藤臣を見送るために適当に履いた下駄がカランと音をたてる。
「今度はうちにも招待する」
『遠慮するわ。私そういうマナーとかよく分からないし』
「普通でいいのに」
いや絶対ナイフとフォークは使うに決まってる。
水でさえワイングラスで出てきそうだ。
「でも本当に美味しかったよ。大勢で食べたからかな」
『大勢って…たった5人よ』
「僕は1人で食べることが多いからね。

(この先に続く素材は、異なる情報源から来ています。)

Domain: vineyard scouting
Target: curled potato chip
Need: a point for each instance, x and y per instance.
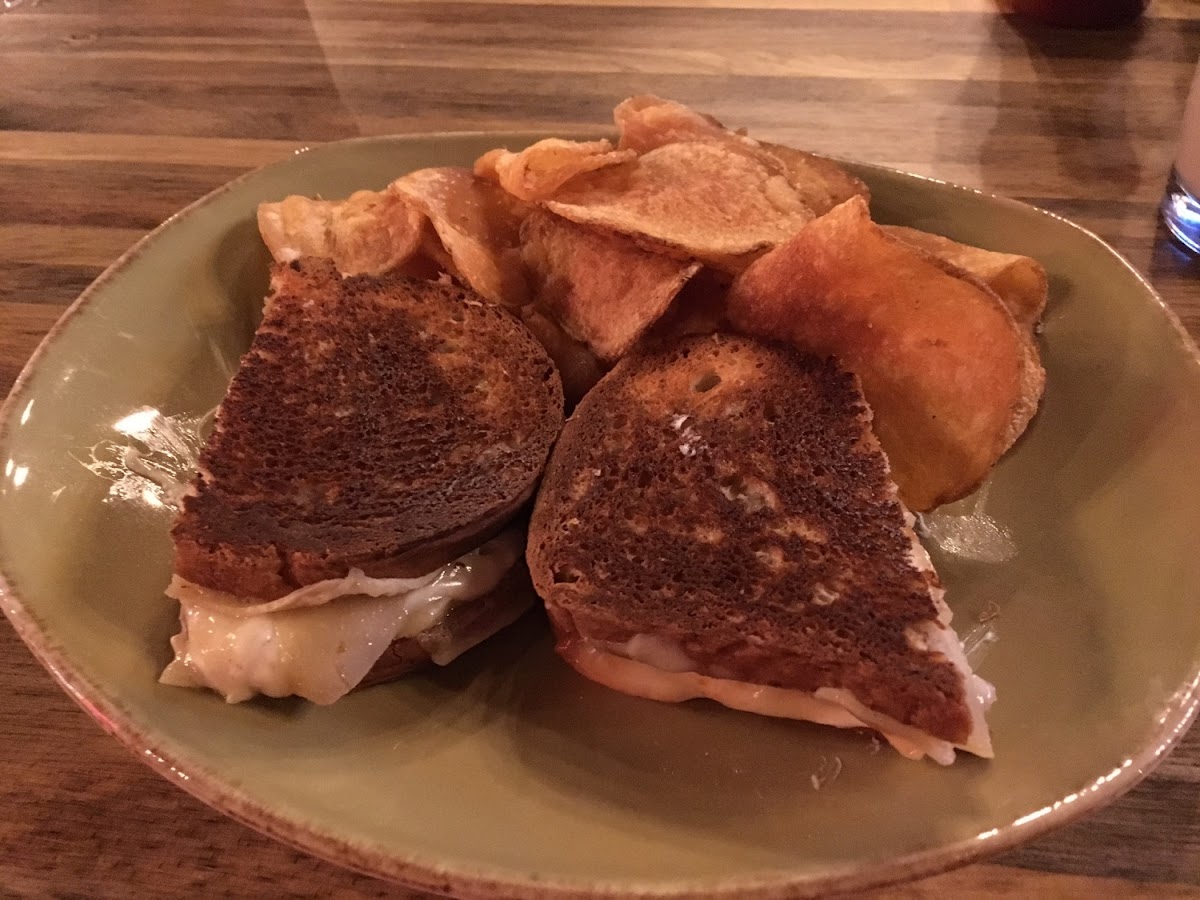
(947, 371)
(699, 309)
(705, 199)
(365, 234)
(647, 123)
(577, 366)
(1019, 281)
(477, 223)
(600, 287)
(539, 171)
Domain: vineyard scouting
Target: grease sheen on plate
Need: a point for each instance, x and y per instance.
(509, 774)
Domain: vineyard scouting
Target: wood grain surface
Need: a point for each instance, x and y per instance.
(113, 115)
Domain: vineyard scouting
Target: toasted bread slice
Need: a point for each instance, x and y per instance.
(378, 424)
(718, 520)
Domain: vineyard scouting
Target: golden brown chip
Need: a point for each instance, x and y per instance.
(577, 366)
(702, 199)
(942, 361)
(1019, 281)
(479, 226)
(647, 123)
(822, 183)
(699, 309)
(366, 234)
(600, 287)
(539, 171)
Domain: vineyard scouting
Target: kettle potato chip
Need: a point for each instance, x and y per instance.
(943, 364)
(366, 234)
(539, 171)
(1019, 281)
(600, 287)
(479, 226)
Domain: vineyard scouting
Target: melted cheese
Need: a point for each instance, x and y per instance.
(827, 706)
(310, 646)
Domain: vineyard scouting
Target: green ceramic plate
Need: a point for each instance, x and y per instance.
(507, 774)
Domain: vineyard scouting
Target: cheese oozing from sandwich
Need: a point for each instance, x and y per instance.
(319, 641)
(647, 666)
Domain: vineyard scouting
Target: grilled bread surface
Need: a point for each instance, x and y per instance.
(376, 423)
(730, 497)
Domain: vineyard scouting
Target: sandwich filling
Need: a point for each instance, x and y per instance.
(319, 641)
(648, 666)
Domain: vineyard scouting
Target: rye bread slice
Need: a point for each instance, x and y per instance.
(376, 423)
(730, 497)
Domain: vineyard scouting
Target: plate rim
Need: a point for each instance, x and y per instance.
(1176, 715)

“家族団らん”ってああいうことを言うんだなって思った」
『…そう』
お金持ちの家はお金持ちなりに色々大変なのかもな。
ま、同情なんてしてやる気は更々ないけど。
「あと、もう1つお礼言わないといけないことがあるんだ」
『…?』
「夕方、沢田さんのことを話した時」
『ああ、いじめの…それが?』
「何もしないのも強さだってあれ、すごく気が楽になった」
『…………』
「もちろん罪悪感はまだあるけど…山本さんに話して良かったよ」
『…私は思ったことを言っただけよ』
「それでも、嬉しかったんだ」
ありがとう、と。
藤臣が私に向けた笑みは嫌味なんて全く感じなかった。